The solution we propose is based on replacing MCMC with a more recently developed family of algorithms, Sequential Monte Carlo (SMC) samplers. While MCMC, at its heart, manipulates a single sampling process, SMC samplers are an inherently population-based algorithm that manipulates a population of samples. This makes SMC samplers well suited to the task of being implemented in a way that exploits parallel computational resources. It is therefore possible to use emerging hardware (e.g., Graphics Processor Units (GPUs), Field Programmable Gate Arrays (FPGAs) and Intel's Xeon Phis as well as High Performance Computing (HPC) clusters) to make SMC samplers run faster. Indeed, our recent work (which has had to remove some algorithmic bottlenecks before making the progress we have achieved) has shown that SMC samplers can offer accuracy similar to MCMC but with implementations that are better suited to such emerging hardware.
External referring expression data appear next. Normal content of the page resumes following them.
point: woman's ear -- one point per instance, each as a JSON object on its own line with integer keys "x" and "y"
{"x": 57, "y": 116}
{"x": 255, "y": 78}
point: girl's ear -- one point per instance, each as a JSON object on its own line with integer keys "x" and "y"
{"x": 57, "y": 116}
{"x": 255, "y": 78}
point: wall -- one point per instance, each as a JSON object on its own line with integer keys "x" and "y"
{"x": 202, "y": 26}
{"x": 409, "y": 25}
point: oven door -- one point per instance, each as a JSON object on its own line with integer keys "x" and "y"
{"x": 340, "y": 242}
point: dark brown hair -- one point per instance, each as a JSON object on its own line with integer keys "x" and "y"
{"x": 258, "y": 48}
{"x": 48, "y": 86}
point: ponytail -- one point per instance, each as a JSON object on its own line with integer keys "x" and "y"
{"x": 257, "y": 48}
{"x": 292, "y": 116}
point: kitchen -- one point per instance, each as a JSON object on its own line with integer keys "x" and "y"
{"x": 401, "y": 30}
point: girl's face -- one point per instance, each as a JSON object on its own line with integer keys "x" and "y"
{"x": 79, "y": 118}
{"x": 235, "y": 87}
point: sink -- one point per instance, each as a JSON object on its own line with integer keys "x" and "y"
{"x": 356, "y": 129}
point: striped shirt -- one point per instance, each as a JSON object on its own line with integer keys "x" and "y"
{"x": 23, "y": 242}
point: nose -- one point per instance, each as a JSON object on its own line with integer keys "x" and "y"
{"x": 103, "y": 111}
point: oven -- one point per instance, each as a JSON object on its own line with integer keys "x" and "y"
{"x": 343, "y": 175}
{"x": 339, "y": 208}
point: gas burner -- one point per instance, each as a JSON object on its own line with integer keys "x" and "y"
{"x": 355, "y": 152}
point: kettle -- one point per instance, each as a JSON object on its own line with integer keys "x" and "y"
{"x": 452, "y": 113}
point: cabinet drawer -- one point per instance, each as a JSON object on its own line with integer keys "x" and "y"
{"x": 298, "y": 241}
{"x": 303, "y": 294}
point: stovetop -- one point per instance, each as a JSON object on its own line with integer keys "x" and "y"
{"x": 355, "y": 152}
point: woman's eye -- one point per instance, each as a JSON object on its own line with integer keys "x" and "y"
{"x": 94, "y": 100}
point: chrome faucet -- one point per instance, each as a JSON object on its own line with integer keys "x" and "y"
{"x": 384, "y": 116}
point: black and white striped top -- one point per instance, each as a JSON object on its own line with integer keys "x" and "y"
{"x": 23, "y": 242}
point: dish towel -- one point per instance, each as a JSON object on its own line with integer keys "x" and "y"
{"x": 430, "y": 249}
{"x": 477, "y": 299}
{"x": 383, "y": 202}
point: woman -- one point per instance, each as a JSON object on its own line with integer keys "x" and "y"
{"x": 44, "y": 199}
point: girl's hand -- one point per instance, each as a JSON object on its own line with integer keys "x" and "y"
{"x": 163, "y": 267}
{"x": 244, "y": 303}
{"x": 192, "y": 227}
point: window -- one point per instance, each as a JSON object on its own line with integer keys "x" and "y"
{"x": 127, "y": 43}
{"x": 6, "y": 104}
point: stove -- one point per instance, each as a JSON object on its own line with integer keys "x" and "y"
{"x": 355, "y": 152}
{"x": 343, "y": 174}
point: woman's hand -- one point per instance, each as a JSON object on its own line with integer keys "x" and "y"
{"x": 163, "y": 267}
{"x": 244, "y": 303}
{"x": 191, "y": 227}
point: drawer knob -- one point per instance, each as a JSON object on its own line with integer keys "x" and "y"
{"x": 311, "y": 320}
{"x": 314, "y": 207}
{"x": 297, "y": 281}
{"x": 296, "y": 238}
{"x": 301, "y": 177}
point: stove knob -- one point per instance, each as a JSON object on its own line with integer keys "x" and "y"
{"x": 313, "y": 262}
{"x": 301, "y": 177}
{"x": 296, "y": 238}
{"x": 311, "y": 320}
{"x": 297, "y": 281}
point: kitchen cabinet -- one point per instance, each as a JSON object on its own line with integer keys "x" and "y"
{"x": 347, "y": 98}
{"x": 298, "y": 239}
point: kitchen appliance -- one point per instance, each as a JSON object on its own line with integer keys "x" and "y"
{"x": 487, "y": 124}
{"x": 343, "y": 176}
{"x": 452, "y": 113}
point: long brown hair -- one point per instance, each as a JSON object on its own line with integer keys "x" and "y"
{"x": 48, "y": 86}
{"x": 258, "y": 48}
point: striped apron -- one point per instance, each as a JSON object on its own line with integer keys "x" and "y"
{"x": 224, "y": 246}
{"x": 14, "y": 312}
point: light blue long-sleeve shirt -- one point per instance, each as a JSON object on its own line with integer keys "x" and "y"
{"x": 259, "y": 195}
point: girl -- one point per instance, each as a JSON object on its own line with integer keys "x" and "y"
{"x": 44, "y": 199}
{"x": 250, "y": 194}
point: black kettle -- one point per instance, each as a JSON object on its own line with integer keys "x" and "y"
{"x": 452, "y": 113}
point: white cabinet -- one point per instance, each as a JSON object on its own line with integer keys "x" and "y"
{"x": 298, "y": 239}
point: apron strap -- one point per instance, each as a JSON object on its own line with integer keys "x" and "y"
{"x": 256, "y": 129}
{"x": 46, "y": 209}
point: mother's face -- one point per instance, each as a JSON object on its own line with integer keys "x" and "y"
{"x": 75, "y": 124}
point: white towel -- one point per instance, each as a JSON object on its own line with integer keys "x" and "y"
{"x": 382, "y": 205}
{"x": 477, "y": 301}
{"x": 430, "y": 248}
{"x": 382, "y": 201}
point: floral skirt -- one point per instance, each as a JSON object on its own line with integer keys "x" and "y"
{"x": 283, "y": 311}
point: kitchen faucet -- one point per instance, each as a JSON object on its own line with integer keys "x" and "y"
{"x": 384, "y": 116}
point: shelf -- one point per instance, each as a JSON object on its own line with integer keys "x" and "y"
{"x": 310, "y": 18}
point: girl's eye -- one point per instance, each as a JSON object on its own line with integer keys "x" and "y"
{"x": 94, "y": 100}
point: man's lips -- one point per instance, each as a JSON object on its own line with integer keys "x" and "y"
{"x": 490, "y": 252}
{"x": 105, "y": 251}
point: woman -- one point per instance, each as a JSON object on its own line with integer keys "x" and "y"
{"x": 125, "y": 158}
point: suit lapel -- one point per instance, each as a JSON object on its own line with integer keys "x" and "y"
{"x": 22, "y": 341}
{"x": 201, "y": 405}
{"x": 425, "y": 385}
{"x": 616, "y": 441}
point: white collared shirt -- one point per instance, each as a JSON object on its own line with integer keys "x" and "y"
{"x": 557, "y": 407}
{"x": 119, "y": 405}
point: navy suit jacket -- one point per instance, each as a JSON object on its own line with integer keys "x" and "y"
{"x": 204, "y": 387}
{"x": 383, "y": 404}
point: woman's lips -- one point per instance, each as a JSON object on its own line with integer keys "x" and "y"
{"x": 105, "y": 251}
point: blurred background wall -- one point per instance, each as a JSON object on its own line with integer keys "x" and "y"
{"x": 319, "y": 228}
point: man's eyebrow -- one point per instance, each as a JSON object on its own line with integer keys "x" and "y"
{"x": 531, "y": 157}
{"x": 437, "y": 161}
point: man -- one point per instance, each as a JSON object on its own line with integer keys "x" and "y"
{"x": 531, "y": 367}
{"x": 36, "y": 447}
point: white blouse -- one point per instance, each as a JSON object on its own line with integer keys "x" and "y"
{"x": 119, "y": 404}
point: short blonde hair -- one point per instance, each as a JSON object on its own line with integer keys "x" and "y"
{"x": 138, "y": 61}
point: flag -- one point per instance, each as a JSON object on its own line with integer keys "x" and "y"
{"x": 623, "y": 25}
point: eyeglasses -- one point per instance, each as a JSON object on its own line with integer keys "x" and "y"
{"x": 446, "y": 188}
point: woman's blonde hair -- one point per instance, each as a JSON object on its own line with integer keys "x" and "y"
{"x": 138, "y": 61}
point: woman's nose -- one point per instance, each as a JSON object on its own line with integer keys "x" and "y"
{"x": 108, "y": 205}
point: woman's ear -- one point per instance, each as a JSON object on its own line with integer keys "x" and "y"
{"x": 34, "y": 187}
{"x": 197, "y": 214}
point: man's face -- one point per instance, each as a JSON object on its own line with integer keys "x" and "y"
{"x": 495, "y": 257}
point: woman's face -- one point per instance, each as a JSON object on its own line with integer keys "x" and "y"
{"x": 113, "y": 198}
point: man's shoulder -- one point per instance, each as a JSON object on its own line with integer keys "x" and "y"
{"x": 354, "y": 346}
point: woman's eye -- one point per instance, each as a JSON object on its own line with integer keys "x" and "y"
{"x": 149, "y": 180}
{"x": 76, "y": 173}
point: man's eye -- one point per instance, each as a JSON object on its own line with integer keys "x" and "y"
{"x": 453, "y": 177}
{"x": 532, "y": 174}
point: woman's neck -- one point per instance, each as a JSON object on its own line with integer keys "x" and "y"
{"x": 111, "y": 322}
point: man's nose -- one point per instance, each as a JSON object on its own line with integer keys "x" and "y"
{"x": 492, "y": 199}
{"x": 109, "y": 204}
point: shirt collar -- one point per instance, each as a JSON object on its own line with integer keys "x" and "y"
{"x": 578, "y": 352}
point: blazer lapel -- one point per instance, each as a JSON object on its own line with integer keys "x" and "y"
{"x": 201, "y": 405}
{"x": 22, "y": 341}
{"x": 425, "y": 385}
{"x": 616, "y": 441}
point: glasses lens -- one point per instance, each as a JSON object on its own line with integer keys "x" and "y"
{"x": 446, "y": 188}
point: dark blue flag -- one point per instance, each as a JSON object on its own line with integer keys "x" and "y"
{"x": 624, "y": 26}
The benefits of using an SMC sampler in place of MCMC go beyond those made possible by simply posing a (tough) parallel computing challenge. The parameters of an MCMC algorithm necessarily differ from those related to a SMC sampler. These differences offer opportunities for SMC samplers to be developed in directions that are not possible with MCMC. For example, SMC samplers, in contrast to MCMC algorithms, can be configured to exploit a memory of their historic behaviour and can be designed to smoothly transition between problems. It seems likely that by exploiting such opportunities, we will generate SMC samplers that can outperform MCMC even more than is possible by using parallelised implementations alone.
Our interactions with users, our experience of parallelising SMC samplers and the preliminary results we have obtained when comparing SMC samplers and MCMC make us excited about the potential that SMC samplers offer as a "New Approach for Data Science".
Our current work has only begun to explore the potential offered by SMC samplers. We perceive significant benefit could result from a larger programme of work that helps us understand the extent to which users will benefit from replacing MCMC with SMC samplers. We propose a programme of work that combines a focus on users' problems with a systematic investigation into the opportunities offered by SMC samplers.
Our strategy for achieving impact comprises multiple tactics. Specifically, we will: use identified users to act as "evangelists" in each of their domains; work with our hardware-oriented partners to produce high-performance reference implementations; engage with the developer team for Stan (the most widely-used generic MCMC implementation); work with the Industrial Mathematics Knowledge Transfer Network and the Alan Turing Institute to engage with both users and other algorithmic developers.